Este cuento hace parte de la colección Despistes y franquezas, publicado por primera vez en 1989.
A mí este cuento me habla de la soledad y la literatura. La soledad se parece a la invisibilidad, el narrador de esta historia empieza por señalar la pérdida de su nombre: «A esta altura ya nadie me nombra por mi nombre, Octavio», esto es así porque ya todos, hasta la hija, le llaman abuelo: «la vejez nos sumerge en una especie de anonimato». Hasta ahí la soledad, que en el relato se acentúa. Octavio, el narrador protagonista, puede hablar pero no habla, no lo hace porque es orgulloso y porque cree que si lo hiciera igual sería un peso muerto para los otros, hasta para su familia. Como Octavio no habla con los otros, habla consigo mismo, monologa. Y ahí empieza la literatura: empieza en sus memorias subjetivas y fragmentarias que él sabe que pesan más que cualquier nota de periódico, porque adentro de él son historias vivas; afuera de él, en el periódico, son solo informaciones, estadísticas, ese es el detonante: «Como esto lo converso solo conmigo, no tengo por qué respetar el orden cronológico, menos mal. Qué saben, ¿eh? Solo una noticia, o una nota al pie de página, o una mención en la perorata de un político. Nada más. Pero el ambiente, la gente en las calles, la tristeza o el regocijo en los rostros, el sol o la lluvia sobre las multitudes, el techo de paraguas en la Plaza Cagancha cuando Uruguay le ganó tres a dos a Italia en las semifinales de Amsterdam y el relato del partido no venía como ahora por satélite sino por telegramas […] Nada saben y se lo pierden».
Después viene el pacto: la soledad puede compartirse, la literatura también sirve para eso, para vivir la vida del otro desde uno mismo. Para encontrar la vida propia en el otro, sin que las diferencias pesen tanto. En el nieto Octavio encuentra un cómplice, no solo para tener una razón para no morirse, sino para escuchar la vida del cómplice de siete años, y vivir más tiempo a través de sus historias: «buena parte del día me la paso con los ojos cerrados, como si durmiera, pero en realidad estoy pergeñando el próximo cuento y cuidando hasta los mínimos detalles». El nieto lo obliga a ser verosímil, de no ser así no creería en las historias de Octavio, las cuestionaría y rechazaría: «y él me escucha como a un oráculo. Yo pienso qué suerte todavía puedo hablar para crear este asombro suyo y este placer mío».

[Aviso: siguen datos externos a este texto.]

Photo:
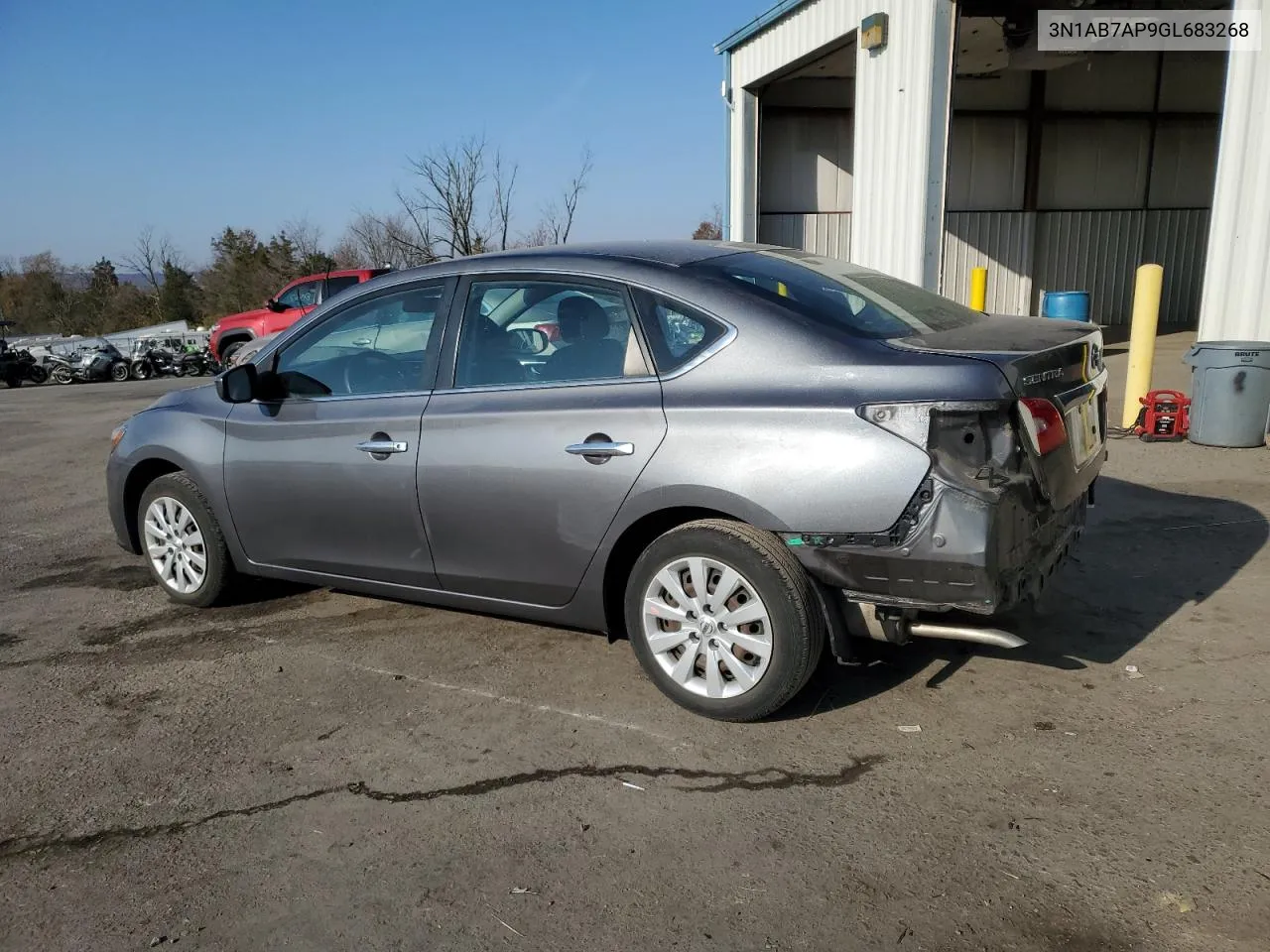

Después viene el cierre: resultado de la acumulación de esa soledad y esa literatura que se despiden junto al protagonista, cuando la hija le anuncia que el nieto se va al menos un año a estudiar a otro país y Octavio se responde en silencio: «ahora tengo ganas de irme, llevándome todo ese mundo que tengo en mi cabeza y los diez o doce cuentos que ya tenía preparados para Octavio, mi nieto. No voy a suicidarme (¿con qué?), pero no hay nada más seguro que querer morir. Eso siempre lo supe. Uno muere cuando realmente quiere morir. Será mañana o pasado. No mucho más. Nadie lo sabrá. Ni el médico (¿acaso se dio cuenta alguna vez de que yo podía hablar?) […] No diré ni chau, para que alguna vez se entere Octavio, mi nieto, de que ni siquiera en ese instante peliagudo violé nuestro pacto de sangre. Y me iré con mis cuentos a otra parte. O a ninguna». Ahí está la literatura como un pacto sagrado.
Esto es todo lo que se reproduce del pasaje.